Question and Answer Transcript

Session Title: Haploidentical Stem Cell Transplantation
Invited Speaker: Dr. Alice Bertaina, MD, PhD; Associate Professor of Pediatrics; Stanford University
Session Air Date: April 8, 2021

FARF is not making recommendations for one transplant protocol over another. Each family should consult their clinician (and FA specialists) regarding the best possible treatment protocol for their child, as each individual’s case is unique to them.

Have additional questions for the speaker? Email Dr. Bertaina directly.

Q: What are the eligibility criteria for your donors? Is there a maximum age that you would consider?

A: Yes, there are eligibility criteria which we evaluated through a pretty comprehensive workup that we do to understand if the donor is healthy enough.

To be a stem cell donor and to make sure that for the donor themselves, there is no risk in terms of donation, the workup is based on blood draws, a chest x-ray, an EKG and then a very accurate evaluation of the clinical status. Any prior disease, for example, or the existence of autoimmune disorders, can be a contraindication, but we really evaluate case by case because even in the presence of some conditions, still there is no contraindication to the donation. In terms of age, the numbers are a little difficult to explain. We prefer to have younger donors and that’s why sometimes we look for haploidentical siblings, and I’ll explain why we prefer a younger haploidentical donor. As an age range, we like to have a donor below the age of 50. Having said that, I’ve had circumstances in which I used a 54- and 55-year-old mother and father, because I didn’t have alternative, and that worked out as well.

There are two considerations about the age of the donor; we prefer younger donors, let’s say in the 20s or the 30s because of their ability to mobilize the stem cells from the marrow is higher, and so in this case, we know that we’ll have a better collection of stem cell when we mobilize those younger donors. And two, if the donor is older, there might be a higher risk of graft versus host disease, especially of chronic graft versus host disease so, particularly when we talk about Fanconi anemia, we are very sensitive to try to pick the best donor in this perspective.

Q: And was that specific to FA patients with the age consideration? A: Yes.

Q: There is some confusion around how a half-matched parent could be considered a better match than a 10 out of 10 unrelated donor. Even with the factors that were mentioned which favor the use of a parent donor, can you explain that again, because you can use alpha/beta T cell depletion with a matched unrelated donor, so why wouldn’t you do that, instead of using the parent?

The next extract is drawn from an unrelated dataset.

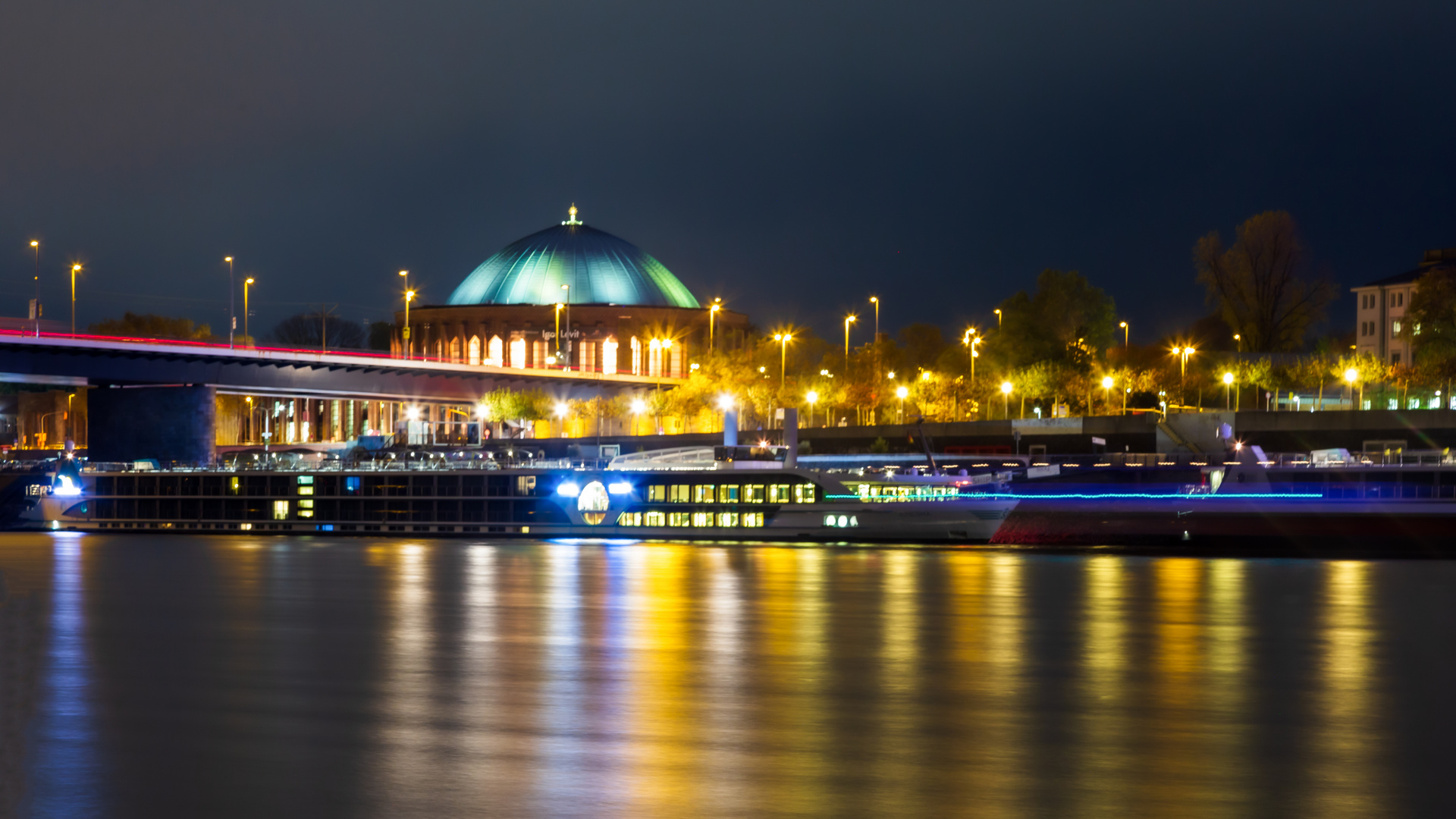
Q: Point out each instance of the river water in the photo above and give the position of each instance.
(293, 676)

A: Yes, thank you again, because I think that this is one of the most important points, and whenever I consult a family with Fanconi anemia especially in the U.S., this question frequently comes up. I think that you know this is related to historically the use of just a fully matched donor for Fanconi anemia even when we do a t-cell depleted approach, so let me, let me try to explain it. I would like you to walk out of this meeting with a clear understanding of this topic.

The rationale behind the alpha-beta T-cell depletion is to remove from the graft, only the T cells which are responsible for developing graft versus host disease (GvHD), which are the alpha-beta T cells. So, whenever we remove these alpha-beta T cells, we remove the risk of the GvHD, because it is those cells that are mediating GvHD, either from a 10 out of 10 or from a 5 out of 10 mismatched donor. The data that we publish clearly shows that even using a donor which is just matching 50%, the reduction of the of the GvHD is so important that the incidence of GvHD using a haploidentical alpha beta T-cell depleted transplant is lower than using an unmanipulated 10 out of 10 unrelated donor.

Now, if the question is why is not better using a 10 out of 10 alpha beta T cell depleted donor instead of a haploidentical donor, those are my considerations. I showed you the data that we just published on 23 patients, where the incidence of actual GvHD is less than 20% (more specifically 17%) and we are talking about Grade II GvHD. There is no way we can further reduce these incidents just because we are using a 10 out of 10 unrelated donor, and if, instead of having 17% we have a 10%, that doesn’t change anything.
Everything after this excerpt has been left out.